Classé Monument historique en 1964, l’Hôtel-Dieu a abrité le musée Greuze depuis 2000, fermé en 2019. Ce musée présentait des œuvres du peintre Jean-Baptiste Greuze, natif de Tournus, ainsi que des collections archéologiques locales, couvrant du Paléolithique à l’époque mérovingienne. Les salles exposaient aussi des peintures des écoles française, flamande et italienne, et des sculptures.
L’apothicairerie, avec ses pots en faïence des XVIIe et XVIIIe siècles, témoigne de la médecine d’antan. Une seconde apothicairerie, datant du XVIIIe siècle et transférée de la Maison de Charité de Tournus, a été ajoutée en 2011. Les pots de cette dernière furent détruits en 1814 par les troupes autrichiennes, mais ses boiseries, restaurées, sont aujourd’hui visibles.
Fondé en 1642-1644 comme modeste « nef » pour malades, l’Hôtel-Dieu fut agrandi selon les plans de l’architecte Jean Gorrat (1673) et du révérend dom Barbereux (1705-1723). Les sœurs de Sainte-Marthe de Beaune y soignèrent les malades à partir de 1749. Désaffecté en 1982, le site fut restauré entre 1987 et 1992 pour accueillir le musée.
La fréquentation du site a varié, passant de 15 475 visiteurs en 2005 (musée et hôtel-Dieu confondus) à 6 030 en 2024 pour l’hôtel-Dieu seul. Le musée Greuze, inauguré en 1894 grâce au legs de la veuve Perrot, fut enrichi par la Société des amis des arts et des sciences de Tournus, fondée en 1877. Ses conservateurs, comme Jean Martin ou Émile Magnien, ont marqué son histoire.

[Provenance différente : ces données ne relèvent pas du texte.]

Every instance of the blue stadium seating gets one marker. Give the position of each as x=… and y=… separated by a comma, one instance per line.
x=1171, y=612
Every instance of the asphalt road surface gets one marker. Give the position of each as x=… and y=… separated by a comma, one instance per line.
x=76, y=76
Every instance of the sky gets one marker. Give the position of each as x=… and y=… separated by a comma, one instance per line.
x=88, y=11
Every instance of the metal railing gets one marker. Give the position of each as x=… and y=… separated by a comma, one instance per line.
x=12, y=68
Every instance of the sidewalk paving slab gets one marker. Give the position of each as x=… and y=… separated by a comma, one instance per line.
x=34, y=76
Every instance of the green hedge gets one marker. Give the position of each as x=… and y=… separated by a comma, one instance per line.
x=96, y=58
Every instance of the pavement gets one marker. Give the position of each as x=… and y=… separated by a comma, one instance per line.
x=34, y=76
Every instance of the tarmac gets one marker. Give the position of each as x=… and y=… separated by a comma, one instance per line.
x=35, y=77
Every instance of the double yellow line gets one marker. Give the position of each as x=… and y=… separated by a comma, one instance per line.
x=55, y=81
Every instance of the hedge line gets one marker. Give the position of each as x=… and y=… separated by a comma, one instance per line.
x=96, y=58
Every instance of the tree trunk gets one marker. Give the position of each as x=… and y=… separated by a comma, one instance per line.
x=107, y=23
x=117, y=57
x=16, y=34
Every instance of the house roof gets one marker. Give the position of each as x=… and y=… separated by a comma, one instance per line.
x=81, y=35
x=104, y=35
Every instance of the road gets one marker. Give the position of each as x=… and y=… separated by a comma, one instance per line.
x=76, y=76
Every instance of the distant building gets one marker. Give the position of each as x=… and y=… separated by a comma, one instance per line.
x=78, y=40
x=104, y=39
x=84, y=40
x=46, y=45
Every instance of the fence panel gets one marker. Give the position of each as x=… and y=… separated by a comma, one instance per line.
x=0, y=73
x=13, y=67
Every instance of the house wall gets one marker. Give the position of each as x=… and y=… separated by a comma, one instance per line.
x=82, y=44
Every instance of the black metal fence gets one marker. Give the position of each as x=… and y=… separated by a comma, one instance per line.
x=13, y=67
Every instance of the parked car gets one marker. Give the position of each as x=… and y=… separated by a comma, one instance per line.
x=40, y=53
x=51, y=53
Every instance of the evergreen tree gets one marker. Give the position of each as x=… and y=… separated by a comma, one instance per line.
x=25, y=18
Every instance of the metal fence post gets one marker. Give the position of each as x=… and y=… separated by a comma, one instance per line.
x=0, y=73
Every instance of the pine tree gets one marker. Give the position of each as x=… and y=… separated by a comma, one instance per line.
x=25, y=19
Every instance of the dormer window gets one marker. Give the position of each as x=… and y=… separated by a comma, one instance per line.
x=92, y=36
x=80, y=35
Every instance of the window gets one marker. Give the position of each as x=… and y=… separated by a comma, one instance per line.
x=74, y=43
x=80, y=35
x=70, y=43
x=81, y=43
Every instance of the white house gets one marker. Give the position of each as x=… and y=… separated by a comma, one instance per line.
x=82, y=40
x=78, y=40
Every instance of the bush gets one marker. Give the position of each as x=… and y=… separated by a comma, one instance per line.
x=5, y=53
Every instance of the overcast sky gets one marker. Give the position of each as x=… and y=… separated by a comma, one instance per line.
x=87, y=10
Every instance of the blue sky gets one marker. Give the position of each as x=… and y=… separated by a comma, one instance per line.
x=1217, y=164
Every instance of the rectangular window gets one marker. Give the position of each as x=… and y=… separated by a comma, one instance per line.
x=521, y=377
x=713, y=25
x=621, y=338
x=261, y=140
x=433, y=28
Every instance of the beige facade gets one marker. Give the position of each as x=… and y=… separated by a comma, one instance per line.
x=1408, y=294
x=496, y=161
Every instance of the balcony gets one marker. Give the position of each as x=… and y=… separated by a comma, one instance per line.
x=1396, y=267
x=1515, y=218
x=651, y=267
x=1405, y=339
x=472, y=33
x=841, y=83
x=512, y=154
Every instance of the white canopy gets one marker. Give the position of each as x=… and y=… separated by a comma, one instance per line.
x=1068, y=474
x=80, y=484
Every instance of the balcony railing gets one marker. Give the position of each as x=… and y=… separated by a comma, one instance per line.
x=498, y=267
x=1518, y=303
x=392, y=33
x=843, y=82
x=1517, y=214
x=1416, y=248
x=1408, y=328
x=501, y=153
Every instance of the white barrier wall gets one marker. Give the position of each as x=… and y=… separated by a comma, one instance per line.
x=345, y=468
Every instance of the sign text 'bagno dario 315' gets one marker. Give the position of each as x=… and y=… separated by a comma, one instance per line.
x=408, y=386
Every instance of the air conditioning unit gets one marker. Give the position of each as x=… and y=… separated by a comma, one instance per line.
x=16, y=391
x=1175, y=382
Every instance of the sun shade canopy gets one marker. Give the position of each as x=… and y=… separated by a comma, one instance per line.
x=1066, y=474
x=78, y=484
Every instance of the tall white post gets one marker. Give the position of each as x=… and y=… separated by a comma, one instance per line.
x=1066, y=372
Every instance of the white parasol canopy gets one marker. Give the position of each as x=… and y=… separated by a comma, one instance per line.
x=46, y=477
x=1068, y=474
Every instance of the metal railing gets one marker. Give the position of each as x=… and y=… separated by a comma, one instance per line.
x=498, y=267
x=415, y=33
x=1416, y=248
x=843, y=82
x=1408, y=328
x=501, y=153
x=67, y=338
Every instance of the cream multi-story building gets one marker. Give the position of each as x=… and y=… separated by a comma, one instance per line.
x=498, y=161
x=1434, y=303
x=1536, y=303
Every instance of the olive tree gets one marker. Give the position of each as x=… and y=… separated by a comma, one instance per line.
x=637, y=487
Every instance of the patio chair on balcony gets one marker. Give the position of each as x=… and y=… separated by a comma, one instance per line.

L’ensemble, propriété de la commune, comprend des éléments protégés comme le portail d’entrée, la chapelle avec son clocher, et la galerie du cloître. Son architecture, mêlant fonction hospitalière et décor religieux, illustre l’évolution des soins et de la charité en Bourgogne-Franche-Comté.